Nomination du Père Pedro au Prix Nobel de la Paix 2013

Le Père Pedro Pablo Opeka, admissible

 

Le Père Pedro Pablo Opeka, missionnaire de la communauté de Saint Vincent de Paul est nominé au Prix Nobel de la Paix 2013. Il fait bien le poids dans la mesure où il figure parmi les premiers acteurs de la lutte contre la pauvreté en implantant le Centre Akamasoa sis à Andralanitra. « Ce centre n’est ni une organisation non gouvernementale ni un laboratoire d’expérience. C’est un mouvement parce que c’est tout le monde qui se mobilise pour mener à bien cette lutte », atteste-t-il. Personne ne pourra se vanter des actions que ce prêtre a amorcées. Même les gouvernements qui se sont succédé n’ont pas réussi à sortir la population de la pauvreté, pourtant, quelque part dans la Capitale, un bidonville s’est métamorphosé en une cité pleine de joie. Ce prêtre s’est inspiré de Jésus Christ et s’est conformé à ses préceptes : partager l’amour, aimer son prochain et vivre dans l’humilité.
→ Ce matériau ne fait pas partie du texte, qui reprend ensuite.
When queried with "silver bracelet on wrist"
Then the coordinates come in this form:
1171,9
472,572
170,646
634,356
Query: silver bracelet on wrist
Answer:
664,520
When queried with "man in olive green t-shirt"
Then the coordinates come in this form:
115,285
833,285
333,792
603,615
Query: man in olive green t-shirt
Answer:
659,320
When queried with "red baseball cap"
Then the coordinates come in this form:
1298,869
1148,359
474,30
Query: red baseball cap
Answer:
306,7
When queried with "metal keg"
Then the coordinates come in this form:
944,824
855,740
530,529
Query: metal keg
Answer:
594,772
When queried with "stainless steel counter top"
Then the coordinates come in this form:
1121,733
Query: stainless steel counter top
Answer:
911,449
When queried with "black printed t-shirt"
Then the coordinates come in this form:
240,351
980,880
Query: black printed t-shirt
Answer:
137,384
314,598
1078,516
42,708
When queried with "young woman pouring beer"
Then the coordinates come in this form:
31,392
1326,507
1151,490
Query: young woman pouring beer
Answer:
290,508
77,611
Ce missionnaire volontaire se soucie des plus démunis et il a tiré plus de 10 000 personnes du site de décharge d’ordures et les a insérées dans la dignité. Le Père Pedro a construit des logements sociaux, créé des écoles, ouvert un dispensaire car il a jugé indispensable la mise à disposition de ces structures pour que les familles soient à l’abri des besoins. « C’est à titre d’urgence afin que nul ne meure », ajoute-t-il. Un modèle qui mérite d’être répandu sur l’ensemble du territoire national pour que toutes les couches vulnérables profitent aux infrastructures de base. Le Père Pedro ressemble à Mère Teresa de l’Inde car il se soucie des pauvres. « Cela ne signifie pas que je pardonne à ceux qui ont commis des crimes, bien au contraire il faut les dénoncer pour que la justice s’instaure », insiste-t-il.
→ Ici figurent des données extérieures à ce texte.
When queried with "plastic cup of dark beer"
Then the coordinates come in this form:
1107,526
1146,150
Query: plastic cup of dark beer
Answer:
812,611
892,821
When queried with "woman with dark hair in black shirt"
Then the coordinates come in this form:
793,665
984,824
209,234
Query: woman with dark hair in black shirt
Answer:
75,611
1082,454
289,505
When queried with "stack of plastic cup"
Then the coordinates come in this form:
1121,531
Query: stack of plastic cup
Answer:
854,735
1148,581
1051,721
Bien entendu, les dirigeants du pays ne voient que l’aspect superficiel de la pauvreté parce qu’ils ne ressentent ni vivent les souffrances du petit peuple. Ils roulent dans de belles voitures à vitres fumées, accompagnés de gardes de corps armés. Ils ne comprennent pas le désarroi d’une mère, abandonnée par le père de ses enfants, contrainte d’élever seule ses enfants qui mangent à peine deux fois par semaine. Ils n’appréhendent pas les dangers dans les quartiers chauds où les passants et piétons subissent les supplices des voleurs, des violeurs et des assassins. « Il ne faut être surpris des actes de brigandage qui sévissent dans les zones lointaines où l’église, l’école et les hôpitaux n’existent pas et où tout le monde vit dans l’autarcie. Si la justice n’est pas instaurée, personne ne vivra en paix », renchérit-il.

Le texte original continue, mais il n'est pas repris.